Nissan NV200—the new Ultimate Scooter Hauler? (Nissan USA photos)

Among the many exotic automotive offerings revealed to the assembled media at the 2012 Chicago Auto Show was Nissan’s new compact cargo van. Exotic, no. Lustworthy? Well, yeah.

It was at Chicago in 2008 that Ford introduced the Transit Connect, which Scootin’ Old Skool regularly and often reminds its dear readers is, IMO, the Ultimate Scooter Hauler™.

Where I live, lots of tradespeople, small business owners and other folks with stuff to haul find the TC quite useful, at least based on how many you’ll see running around. In Europe, small vans like this are more numerous than pickup trucks in the U.S.

NV200 rear view

Notice how low the cargo bay floor is. Vans of this type have front-wheel drive, which means lotsa room for scooters and other gear. The NV200 even has a CVT, just like a modern scooter. The uplevel SV trim includes built-in cargo hooks in the floor.

The NV200 will go on sale in early 2013, about the same time Chrysler plans to introduce a similar Ram-branded van. Mercedes-Benz may even jump in. The Transit Connect will need to watch its back. Favicon

  1. Alex Sargeant permalink
    February 9, 2012 2:01 pm

    The Nissan doesn’t offer the optional back seat (total seating for five) you can get in the TC. My two favorite scooter haulers have always been the Honda Element and the Mini Pickup.

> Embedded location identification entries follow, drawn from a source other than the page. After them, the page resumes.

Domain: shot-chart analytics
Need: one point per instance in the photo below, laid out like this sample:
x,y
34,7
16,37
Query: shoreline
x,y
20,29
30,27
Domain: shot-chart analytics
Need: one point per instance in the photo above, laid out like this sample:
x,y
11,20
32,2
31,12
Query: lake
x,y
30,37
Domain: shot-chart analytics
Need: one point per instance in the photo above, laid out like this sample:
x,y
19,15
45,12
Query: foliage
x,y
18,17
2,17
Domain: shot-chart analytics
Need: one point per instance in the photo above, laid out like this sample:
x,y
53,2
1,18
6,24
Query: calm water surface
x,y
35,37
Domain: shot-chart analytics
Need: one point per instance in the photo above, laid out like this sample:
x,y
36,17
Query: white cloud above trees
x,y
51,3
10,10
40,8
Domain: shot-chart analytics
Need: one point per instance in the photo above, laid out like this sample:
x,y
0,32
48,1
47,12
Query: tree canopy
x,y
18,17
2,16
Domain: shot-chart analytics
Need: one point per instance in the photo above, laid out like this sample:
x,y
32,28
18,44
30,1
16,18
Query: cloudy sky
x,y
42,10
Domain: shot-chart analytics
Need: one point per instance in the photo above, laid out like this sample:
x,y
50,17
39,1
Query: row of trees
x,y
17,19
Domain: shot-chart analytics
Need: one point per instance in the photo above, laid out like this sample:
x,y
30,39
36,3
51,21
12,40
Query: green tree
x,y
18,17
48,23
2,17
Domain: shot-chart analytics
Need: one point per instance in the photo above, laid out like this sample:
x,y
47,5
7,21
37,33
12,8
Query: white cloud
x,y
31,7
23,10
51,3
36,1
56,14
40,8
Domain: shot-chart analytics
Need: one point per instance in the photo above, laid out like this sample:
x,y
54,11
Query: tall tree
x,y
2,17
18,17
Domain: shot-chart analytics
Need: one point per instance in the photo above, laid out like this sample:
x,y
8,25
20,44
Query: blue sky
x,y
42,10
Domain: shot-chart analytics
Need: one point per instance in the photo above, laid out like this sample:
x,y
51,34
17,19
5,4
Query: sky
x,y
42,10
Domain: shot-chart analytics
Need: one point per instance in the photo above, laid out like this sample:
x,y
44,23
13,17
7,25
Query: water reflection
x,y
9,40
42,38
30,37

  2. February 9, 2012 2:22 pm

    Alex, that’s probably because 1) the NV200 will be sold by Nissan’s commercial vehicle division (aside from New York City taxi operators, their customers most likely aren’t interested in carrying passengers), and 2) it will be built in Mexico, so it won’t be subject to the “chicken tax” that is levied on imported commercial vehicles. Like the Transit Connect, which is built in Kocaeli, Turkey.

    Because of said tax, all Transit Connects to be sold in the U.S. are built as wagons. Upon arrival at the port of Baltimore and clearing through Customs, most of them get converted into cargo vans by having the extra seats removed, and the windowed doors replaced/windows blanked out. I should think this arrangement won’t go on too much longer, as the TC seems to be rather popular; it makes sense if there’s reason to believe the market might not go for it…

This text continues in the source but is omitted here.